Let's say that you're going to rent a one-bedroom apartment for $1,000 per month. If the deposit is equal to the rent, then you'll need $2,000 saved just to move in, plus your moving costs.
Since you should also have money remaining for an emergency fund, you're looking at a minimum of $3,000. That's just a minimum, and it could easily cost you more if you have a more expensive move or deposit.
Calculate how much rent you can afford
Before you start apartment hunting, you'll need to have a price range in mind. The most common recommendation here is that you spend no more than 30% of your gross (before taxes) income on rent. So if your gross income is $2,500, then your limit on rent would be $750.
If you're moving to an area with a high cost of living, then you may find that there aren't many, if any, desirable apartments in your price range. In that case, you can cut costs by living with roommates.
It's usually best to live with someone you know, if possible, but that isn't always an option. If it's not, you can look for room rental listings or roommate wanted ads online. Just be prepared to spend some time shopping around so that you can find the right living situation.
Put together a budget
The final step to ensure that you're ready for this move is to make a budget. This is where you list all of your projected monthly expenses and see how much of your income you'll be spending on these expenses. While expenses vary depending on your lifestyle, here are some of the most common:
With fixed expenses, such as your cell phone bill or your health insurance, you can just plug in the exact amount.

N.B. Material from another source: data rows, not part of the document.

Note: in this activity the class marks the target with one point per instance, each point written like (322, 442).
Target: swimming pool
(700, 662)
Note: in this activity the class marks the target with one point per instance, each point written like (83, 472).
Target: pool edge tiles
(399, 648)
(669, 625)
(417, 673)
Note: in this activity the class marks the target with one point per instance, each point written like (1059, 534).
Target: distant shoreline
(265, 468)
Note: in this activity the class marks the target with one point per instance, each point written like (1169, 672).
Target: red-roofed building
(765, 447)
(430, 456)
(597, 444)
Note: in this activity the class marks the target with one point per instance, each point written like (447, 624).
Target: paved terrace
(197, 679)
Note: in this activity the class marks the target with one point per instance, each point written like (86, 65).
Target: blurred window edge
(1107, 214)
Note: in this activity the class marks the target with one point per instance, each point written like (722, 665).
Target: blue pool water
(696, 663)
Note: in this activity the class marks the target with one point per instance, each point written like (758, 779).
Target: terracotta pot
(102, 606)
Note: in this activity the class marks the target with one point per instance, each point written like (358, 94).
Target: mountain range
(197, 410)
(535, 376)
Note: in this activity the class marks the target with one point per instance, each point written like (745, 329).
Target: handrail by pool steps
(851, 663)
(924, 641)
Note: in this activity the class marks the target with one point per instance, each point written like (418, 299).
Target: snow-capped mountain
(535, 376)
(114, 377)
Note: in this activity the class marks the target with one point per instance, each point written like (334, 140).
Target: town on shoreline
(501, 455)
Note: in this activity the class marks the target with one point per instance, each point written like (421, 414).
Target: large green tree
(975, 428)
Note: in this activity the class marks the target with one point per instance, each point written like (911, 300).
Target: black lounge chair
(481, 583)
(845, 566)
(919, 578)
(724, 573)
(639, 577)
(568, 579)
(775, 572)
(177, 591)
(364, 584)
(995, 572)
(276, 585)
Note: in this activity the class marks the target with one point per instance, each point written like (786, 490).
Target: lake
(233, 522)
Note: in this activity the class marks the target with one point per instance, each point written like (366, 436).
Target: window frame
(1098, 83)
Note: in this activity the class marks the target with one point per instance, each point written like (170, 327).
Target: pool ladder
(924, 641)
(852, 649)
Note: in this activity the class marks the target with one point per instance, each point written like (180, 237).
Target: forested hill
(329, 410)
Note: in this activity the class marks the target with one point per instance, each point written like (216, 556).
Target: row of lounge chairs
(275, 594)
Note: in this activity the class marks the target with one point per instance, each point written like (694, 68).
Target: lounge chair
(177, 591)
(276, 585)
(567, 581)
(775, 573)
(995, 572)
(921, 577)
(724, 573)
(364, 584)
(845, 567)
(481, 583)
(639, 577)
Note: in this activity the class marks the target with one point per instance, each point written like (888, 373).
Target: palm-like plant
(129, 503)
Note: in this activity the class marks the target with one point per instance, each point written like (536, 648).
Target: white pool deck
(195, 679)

However, given that it's going to be your first time on your own and there will be bills you haven't paid before, you'll also have areas where you need to use projected expenses. These are your predictions for what that expense will cost you per month, on average.

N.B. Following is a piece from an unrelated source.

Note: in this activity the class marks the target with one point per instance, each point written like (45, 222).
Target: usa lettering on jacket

Wondering how you can come up with these projections? You'll need to ask around and do some research. Your parents can likely help you estimate quite a few of your expenses, and you can fill in the gaps by searching online for what other people pay in the area where you plan to move.

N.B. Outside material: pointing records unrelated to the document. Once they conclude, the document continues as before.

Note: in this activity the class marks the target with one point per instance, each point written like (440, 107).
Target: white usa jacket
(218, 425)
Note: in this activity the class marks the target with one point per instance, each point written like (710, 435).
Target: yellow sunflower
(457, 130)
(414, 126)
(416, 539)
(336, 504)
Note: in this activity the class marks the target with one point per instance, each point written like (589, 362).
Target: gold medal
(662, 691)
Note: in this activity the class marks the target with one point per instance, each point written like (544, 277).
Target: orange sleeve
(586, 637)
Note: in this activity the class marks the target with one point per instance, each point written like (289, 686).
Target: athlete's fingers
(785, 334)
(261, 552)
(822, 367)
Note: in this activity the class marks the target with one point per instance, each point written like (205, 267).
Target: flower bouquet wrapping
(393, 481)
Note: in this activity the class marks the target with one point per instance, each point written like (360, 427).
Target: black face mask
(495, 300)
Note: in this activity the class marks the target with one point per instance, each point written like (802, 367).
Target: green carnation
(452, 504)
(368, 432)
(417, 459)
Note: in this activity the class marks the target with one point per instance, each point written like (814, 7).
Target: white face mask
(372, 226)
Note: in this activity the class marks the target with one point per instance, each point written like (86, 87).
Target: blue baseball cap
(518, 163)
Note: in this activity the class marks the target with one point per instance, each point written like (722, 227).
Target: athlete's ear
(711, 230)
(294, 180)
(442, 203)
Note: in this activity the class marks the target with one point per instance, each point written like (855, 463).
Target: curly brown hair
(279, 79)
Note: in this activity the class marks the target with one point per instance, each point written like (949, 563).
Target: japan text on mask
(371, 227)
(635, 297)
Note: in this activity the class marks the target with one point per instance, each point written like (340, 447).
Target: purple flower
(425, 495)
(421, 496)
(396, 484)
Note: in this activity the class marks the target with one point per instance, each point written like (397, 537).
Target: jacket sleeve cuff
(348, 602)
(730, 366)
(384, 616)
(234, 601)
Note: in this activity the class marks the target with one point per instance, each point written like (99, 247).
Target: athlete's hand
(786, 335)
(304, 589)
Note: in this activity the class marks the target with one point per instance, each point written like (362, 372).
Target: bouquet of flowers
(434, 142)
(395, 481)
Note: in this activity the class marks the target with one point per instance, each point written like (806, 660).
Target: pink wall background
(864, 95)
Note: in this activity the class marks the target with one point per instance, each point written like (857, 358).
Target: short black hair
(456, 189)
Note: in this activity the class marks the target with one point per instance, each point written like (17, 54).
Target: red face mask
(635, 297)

Once you have your budget, you should verify that you can afford all your bills with plenty of wiggle room. A popular recommendation is that all of your expenses after rent should be no more than 50% of your gross income and that you put away 20% of what you make every month in your savings.
Not everyone is able to manage that starting out, but if you're going to be spending more than 70% of your income on living expenses, then it's a good idea to either wait to move out or to find a cheaper living arrangement.
Making your move into adulthood
No matter how much you prepare for it, moving out on your own is a big change in anyone's life. Still, if you follow a sound financial plan leading up to your move, you'll avoid a lot of stress later.